Chapter 18. Using Microformats and RDFa As Embeddable Data Formats

Table of Contents

Using Operator to Learn About Microformats
adr (Addresses)
hCard (Contacts)
hCalendar (Events)
geo (Locations)
tag (Tagspaces)
Definitions and Design Goals of Microformats
Microformats Design Patterns
rel-design-pattern
class-design-pattern
abbr-design-pattern
include-pattern
Examples of Microformats
rel-license
rel-tag
xfn
xFolk
geo
hCard and adr
hCalendar
Other Microformats
Microformats in Practice
Programming with Microformats
Language-Specific Libraries
Writing an Operator Script
Studying the Tutorial Script
Writing a Geocoding Script
Resources (RDFa): A Promising Complement to Microformats
Reference for Further Study
Summary

The central problem that we will study in this chapter is how to embed information in web pages in a way that is easy to understand by both humans and computer programs. The solution that we will consider in depth is microformats, little chunks of structured data that are seamlessly embedded in web pages. (X)HTML is designed primarily to produce a human user interface (via a web browser). However, by carefully following certain conventions (ones that constitute microformats), you can produce (X)HTML out of which data can be unambiguously extracted. The consequence is that it is relatively easy to write computer programs to parse microformats so that the data can be reused in other contexts—giving rise to plenty of mashup possibilities. Moreover, having data embedded right in the context of a user interface is helpful. A user can decide what to do with this data (how to “operate” on a given piece of data) while in the context of normal browsing.

Now, the previous paragraph is a bit abstract. What I will do in this chapter is walk you through some concrete examples describing microformats in general. We will use Operator, a Firefox extension, to help parse and view microformats and to create scripts that enable users to take specific actions in response to microformats. Specifically, we will do the following:

Using Operator to Learn About Microformats

Installing the Operator ­add-­on in Firefox and seeing it in action is a good way to learn about microformats. You can download it from here:

https://addons.mozilla.org/en-US/firefox/addon/4106

As of writing, the latest stable version is 0.8, the one I will use and describe in this chapter. (Note that there is also a 0.9 beta version.[305]

When using Operator, you should have on hand the closest thing to official documentation for the extension:

http://www.kaply.com/weblog/operator/

Now let’s see what Operator can do for you once it is installed. Let’s look at Operator in action by loading a page from Upcoming.yahoo.com (the event aggregation site you learned about in Chapter 15):

http://upcoming.yahoo.com/event/144855

Figure 18-1 shows what happens in the Operator toolbar. I’ve chosen this page to show you an example of microformats in use “in the wild.” (Later in this chapter, I’ll show you an example HTML page I created to show examples of microformats.)

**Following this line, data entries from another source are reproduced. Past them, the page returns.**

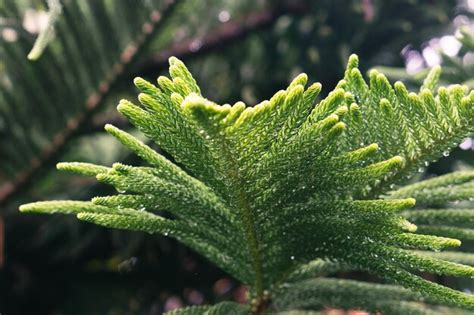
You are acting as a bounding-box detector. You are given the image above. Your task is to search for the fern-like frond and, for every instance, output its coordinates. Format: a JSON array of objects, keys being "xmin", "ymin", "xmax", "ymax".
[
  {"xmin": 0, "ymin": 0, "xmax": 175, "ymax": 203},
  {"xmin": 21, "ymin": 56, "xmax": 474, "ymax": 314}
]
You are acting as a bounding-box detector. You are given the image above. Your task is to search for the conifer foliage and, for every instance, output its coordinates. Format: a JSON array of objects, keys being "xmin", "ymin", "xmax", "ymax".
[{"xmin": 20, "ymin": 55, "xmax": 474, "ymax": 314}]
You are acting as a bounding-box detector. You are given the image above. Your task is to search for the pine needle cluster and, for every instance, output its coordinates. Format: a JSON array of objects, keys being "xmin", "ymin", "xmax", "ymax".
[{"xmin": 20, "ymin": 55, "xmax": 474, "ymax": 314}]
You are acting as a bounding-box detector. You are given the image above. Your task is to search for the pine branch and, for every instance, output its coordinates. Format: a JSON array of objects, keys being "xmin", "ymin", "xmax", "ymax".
[
  {"xmin": 20, "ymin": 56, "xmax": 474, "ymax": 315},
  {"xmin": 0, "ymin": 0, "xmax": 180, "ymax": 204},
  {"xmin": 135, "ymin": 0, "xmax": 308, "ymax": 76}
]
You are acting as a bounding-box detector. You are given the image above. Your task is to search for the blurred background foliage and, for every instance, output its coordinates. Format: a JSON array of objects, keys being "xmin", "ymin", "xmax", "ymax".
[{"xmin": 0, "ymin": 0, "xmax": 474, "ymax": 315}]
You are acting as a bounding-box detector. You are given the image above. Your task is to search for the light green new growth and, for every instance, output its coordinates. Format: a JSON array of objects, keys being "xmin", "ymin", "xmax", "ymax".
[
  {"xmin": 27, "ymin": 0, "xmax": 62, "ymax": 60},
  {"xmin": 20, "ymin": 55, "xmax": 474, "ymax": 314}
]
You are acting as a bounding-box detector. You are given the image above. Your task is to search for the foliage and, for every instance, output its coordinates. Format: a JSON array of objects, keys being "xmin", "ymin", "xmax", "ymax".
[{"xmin": 20, "ymin": 55, "xmax": 474, "ymax": 314}]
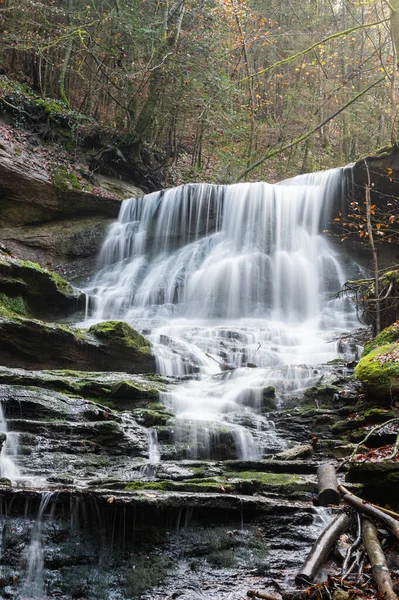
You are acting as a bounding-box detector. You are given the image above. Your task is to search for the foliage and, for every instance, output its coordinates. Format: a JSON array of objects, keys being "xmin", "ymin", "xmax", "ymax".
[{"xmin": 0, "ymin": 0, "xmax": 397, "ymax": 184}]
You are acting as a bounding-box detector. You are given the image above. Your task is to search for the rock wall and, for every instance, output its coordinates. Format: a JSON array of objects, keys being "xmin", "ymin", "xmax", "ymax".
[{"xmin": 0, "ymin": 144, "xmax": 143, "ymax": 281}]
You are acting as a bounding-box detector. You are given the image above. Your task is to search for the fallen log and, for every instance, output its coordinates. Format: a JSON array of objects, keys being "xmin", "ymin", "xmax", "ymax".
[
  {"xmin": 317, "ymin": 464, "xmax": 341, "ymax": 506},
  {"xmin": 247, "ymin": 590, "xmax": 278, "ymax": 600},
  {"xmin": 362, "ymin": 516, "xmax": 399, "ymax": 600},
  {"xmin": 295, "ymin": 513, "xmax": 350, "ymax": 585},
  {"xmin": 338, "ymin": 485, "xmax": 399, "ymax": 519},
  {"xmin": 343, "ymin": 494, "xmax": 399, "ymax": 540}
]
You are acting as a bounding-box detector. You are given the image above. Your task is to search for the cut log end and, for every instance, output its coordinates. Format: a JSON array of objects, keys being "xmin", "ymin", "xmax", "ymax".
[{"xmin": 317, "ymin": 465, "xmax": 341, "ymax": 506}]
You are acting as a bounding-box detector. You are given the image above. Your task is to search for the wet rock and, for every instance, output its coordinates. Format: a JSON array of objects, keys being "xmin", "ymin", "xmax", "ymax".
[
  {"xmin": 261, "ymin": 385, "xmax": 278, "ymax": 412},
  {"xmin": 355, "ymin": 342, "xmax": 399, "ymax": 401},
  {"xmin": 0, "ymin": 142, "xmax": 120, "ymax": 227},
  {"xmin": 276, "ymin": 444, "xmax": 314, "ymax": 460},
  {"xmin": 0, "ymin": 317, "xmax": 155, "ymax": 373},
  {"xmin": 304, "ymin": 385, "xmax": 340, "ymax": 406},
  {"xmin": 347, "ymin": 460, "xmax": 399, "ymax": 490},
  {"xmin": 0, "ymin": 250, "xmax": 84, "ymax": 318}
]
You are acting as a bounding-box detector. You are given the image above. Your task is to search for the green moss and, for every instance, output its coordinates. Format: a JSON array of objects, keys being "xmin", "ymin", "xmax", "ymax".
[
  {"xmin": 304, "ymin": 385, "xmax": 340, "ymax": 403},
  {"xmin": 355, "ymin": 342, "xmax": 399, "ymax": 397},
  {"xmin": 362, "ymin": 324, "xmax": 399, "ymax": 358},
  {"xmin": 89, "ymin": 321, "xmax": 151, "ymax": 353},
  {"xmin": 33, "ymin": 98, "xmax": 65, "ymax": 117},
  {"xmin": 51, "ymin": 165, "xmax": 82, "ymax": 192},
  {"xmin": 132, "ymin": 408, "xmax": 173, "ymax": 427},
  {"xmin": 0, "ymin": 292, "xmax": 30, "ymax": 317},
  {"xmin": 125, "ymin": 468, "xmax": 308, "ymax": 495}
]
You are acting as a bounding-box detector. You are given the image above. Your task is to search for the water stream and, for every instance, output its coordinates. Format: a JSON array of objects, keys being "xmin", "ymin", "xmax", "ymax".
[{"xmin": 87, "ymin": 169, "xmax": 356, "ymax": 459}]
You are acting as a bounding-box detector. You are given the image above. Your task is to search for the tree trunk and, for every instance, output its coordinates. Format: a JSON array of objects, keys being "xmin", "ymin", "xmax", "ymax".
[{"xmin": 295, "ymin": 513, "xmax": 350, "ymax": 585}]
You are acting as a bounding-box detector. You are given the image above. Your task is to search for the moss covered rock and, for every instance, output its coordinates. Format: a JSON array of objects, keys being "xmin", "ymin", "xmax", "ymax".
[
  {"xmin": 362, "ymin": 323, "xmax": 399, "ymax": 358},
  {"xmin": 0, "ymin": 250, "xmax": 84, "ymax": 317},
  {"xmin": 0, "ymin": 315, "xmax": 155, "ymax": 373},
  {"xmin": 89, "ymin": 321, "xmax": 151, "ymax": 354},
  {"xmin": 355, "ymin": 342, "xmax": 399, "ymax": 398}
]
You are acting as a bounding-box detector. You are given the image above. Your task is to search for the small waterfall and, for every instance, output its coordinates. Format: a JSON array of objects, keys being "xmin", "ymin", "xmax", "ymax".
[
  {"xmin": 87, "ymin": 169, "xmax": 356, "ymax": 459},
  {"xmin": 0, "ymin": 403, "xmax": 21, "ymax": 482},
  {"xmin": 22, "ymin": 492, "xmax": 53, "ymax": 600}
]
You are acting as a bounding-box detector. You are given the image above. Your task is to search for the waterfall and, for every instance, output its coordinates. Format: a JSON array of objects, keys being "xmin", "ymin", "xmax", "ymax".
[
  {"xmin": 22, "ymin": 492, "xmax": 53, "ymax": 600},
  {"xmin": 86, "ymin": 169, "xmax": 356, "ymax": 459},
  {"xmin": 0, "ymin": 403, "xmax": 21, "ymax": 482}
]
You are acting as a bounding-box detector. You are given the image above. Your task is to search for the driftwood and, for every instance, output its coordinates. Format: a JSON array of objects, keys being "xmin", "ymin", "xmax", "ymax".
[
  {"xmin": 344, "ymin": 494, "xmax": 399, "ymax": 540},
  {"xmin": 247, "ymin": 590, "xmax": 278, "ymax": 600},
  {"xmin": 295, "ymin": 513, "xmax": 350, "ymax": 585},
  {"xmin": 338, "ymin": 485, "xmax": 399, "ymax": 519},
  {"xmin": 342, "ymin": 512, "xmax": 362, "ymax": 579},
  {"xmin": 317, "ymin": 465, "xmax": 341, "ymax": 506},
  {"xmin": 362, "ymin": 517, "xmax": 399, "ymax": 600}
]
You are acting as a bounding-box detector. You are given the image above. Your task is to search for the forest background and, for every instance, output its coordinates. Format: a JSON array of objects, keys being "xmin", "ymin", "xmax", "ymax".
[{"xmin": 0, "ymin": 0, "xmax": 399, "ymax": 185}]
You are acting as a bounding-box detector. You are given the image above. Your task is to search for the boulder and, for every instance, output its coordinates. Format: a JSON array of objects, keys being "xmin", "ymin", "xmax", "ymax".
[
  {"xmin": 0, "ymin": 250, "xmax": 84, "ymax": 317},
  {"xmin": 276, "ymin": 444, "xmax": 314, "ymax": 460},
  {"xmin": 355, "ymin": 342, "xmax": 399, "ymax": 399},
  {"xmin": 0, "ymin": 316, "xmax": 155, "ymax": 373},
  {"xmin": 0, "ymin": 146, "xmax": 120, "ymax": 227}
]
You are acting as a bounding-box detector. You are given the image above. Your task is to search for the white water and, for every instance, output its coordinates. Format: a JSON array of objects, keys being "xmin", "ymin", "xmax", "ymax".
[
  {"xmin": 22, "ymin": 492, "xmax": 53, "ymax": 600},
  {"xmin": 0, "ymin": 403, "xmax": 21, "ymax": 482},
  {"xmin": 87, "ymin": 169, "xmax": 355, "ymax": 459}
]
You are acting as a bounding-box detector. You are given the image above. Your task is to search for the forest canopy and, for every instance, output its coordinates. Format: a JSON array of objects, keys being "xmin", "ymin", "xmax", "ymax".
[{"xmin": 0, "ymin": 0, "xmax": 399, "ymax": 184}]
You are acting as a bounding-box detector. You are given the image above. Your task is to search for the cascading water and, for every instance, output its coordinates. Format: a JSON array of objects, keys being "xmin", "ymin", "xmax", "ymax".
[
  {"xmin": 22, "ymin": 492, "xmax": 53, "ymax": 600},
  {"xmin": 0, "ymin": 403, "xmax": 21, "ymax": 481},
  {"xmin": 87, "ymin": 169, "xmax": 355, "ymax": 459}
]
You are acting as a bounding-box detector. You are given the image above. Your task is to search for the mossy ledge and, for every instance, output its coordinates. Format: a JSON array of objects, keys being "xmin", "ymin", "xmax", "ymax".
[
  {"xmin": 0, "ymin": 250, "xmax": 84, "ymax": 318},
  {"xmin": 355, "ymin": 342, "xmax": 399, "ymax": 399},
  {"xmin": 89, "ymin": 321, "xmax": 151, "ymax": 353},
  {"xmin": 362, "ymin": 323, "xmax": 399, "ymax": 358},
  {"xmin": 0, "ymin": 313, "xmax": 155, "ymax": 373}
]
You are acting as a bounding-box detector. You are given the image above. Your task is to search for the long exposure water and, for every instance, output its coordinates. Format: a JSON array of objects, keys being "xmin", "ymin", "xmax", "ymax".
[{"xmin": 87, "ymin": 169, "xmax": 356, "ymax": 459}]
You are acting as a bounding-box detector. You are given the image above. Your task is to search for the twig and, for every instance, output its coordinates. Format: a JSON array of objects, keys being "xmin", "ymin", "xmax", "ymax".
[
  {"xmin": 346, "ymin": 417, "xmax": 399, "ymax": 467},
  {"xmin": 362, "ymin": 517, "xmax": 398, "ymax": 600},
  {"xmin": 341, "ymin": 513, "xmax": 362, "ymax": 579},
  {"xmin": 344, "ymin": 494, "xmax": 399, "ymax": 540},
  {"xmin": 338, "ymin": 485, "xmax": 399, "ymax": 519},
  {"xmin": 247, "ymin": 590, "xmax": 278, "ymax": 600}
]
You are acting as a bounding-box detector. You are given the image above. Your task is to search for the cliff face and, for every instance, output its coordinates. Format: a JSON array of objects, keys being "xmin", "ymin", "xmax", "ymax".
[
  {"xmin": 0, "ymin": 135, "xmax": 143, "ymax": 280},
  {"xmin": 337, "ymin": 147, "xmax": 399, "ymax": 269}
]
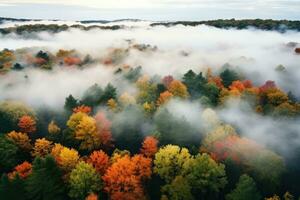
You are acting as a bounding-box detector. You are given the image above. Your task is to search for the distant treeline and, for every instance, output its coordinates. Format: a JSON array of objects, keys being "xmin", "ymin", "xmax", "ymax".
[
  {"xmin": 0, "ymin": 24, "xmax": 123, "ymax": 35},
  {"xmin": 0, "ymin": 18, "xmax": 300, "ymax": 34},
  {"xmin": 151, "ymin": 19, "xmax": 300, "ymax": 32}
]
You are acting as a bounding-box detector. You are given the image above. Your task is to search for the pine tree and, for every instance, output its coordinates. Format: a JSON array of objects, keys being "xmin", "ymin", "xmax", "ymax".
[{"xmin": 26, "ymin": 155, "xmax": 65, "ymax": 200}]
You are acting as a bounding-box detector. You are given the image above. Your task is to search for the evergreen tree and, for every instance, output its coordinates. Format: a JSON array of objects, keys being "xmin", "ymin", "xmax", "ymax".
[
  {"xmin": 226, "ymin": 174, "xmax": 262, "ymax": 200},
  {"xmin": 0, "ymin": 135, "xmax": 21, "ymax": 172},
  {"xmin": 220, "ymin": 69, "xmax": 239, "ymax": 87},
  {"xmin": 0, "ymin": 174, "xmax": 26, "ymax": 200},
  {"xmin": 82, "ymin": 84, "xmax": 104, "ymax": 107},
  {"xmin": 26, "ymin": 155, "xmax": 65, "ymax": 200},
  {"xmin": 101, "ymin": 83, "xmax": 117, "ymax": 103}
]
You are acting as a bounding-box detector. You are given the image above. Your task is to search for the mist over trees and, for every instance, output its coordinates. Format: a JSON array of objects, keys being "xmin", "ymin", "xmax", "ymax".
[{"xmin": 0, "ymin": 20, "xmax": 300, "ymax": 200}]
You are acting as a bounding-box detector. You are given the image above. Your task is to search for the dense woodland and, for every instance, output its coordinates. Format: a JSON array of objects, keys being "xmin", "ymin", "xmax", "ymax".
[
  {"xmin": 0, "ymin": 18, "xmax": 300, "ymax": 35},
  {"xmin": 0, "ymin": 42, "xmax": 300, "ymax": 200}
]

You will notice in the Operator toolbar a list of data formats recognized by Operator, along with the number of instances of each format. By default, these formats (listed by their descriptive and formal names) are as follows:

By default, the Operator toolbar uses the descriptive names. You can instead display the formal names of the data formats in the Operator toolbar (by doing to the General tab and unchecking Use Descriptive Names under Data Formats). Toggling that option allows you to correlate the formal and descriptive names of the data formats.

I will cover the individual data formats in detail later in the chapter. Continuing with the example from Upcoming.yahoo.com, note that Operator indicates the presence of instances for the following formats: adr, hCard, hCalendar, geo, and tag. What do these microformats have to do with the event in question (Mashup Camp IV)? The UI for Upcoming.yahoo.com gives you many options to package information about the event:

  • You can send it to a number of calendars.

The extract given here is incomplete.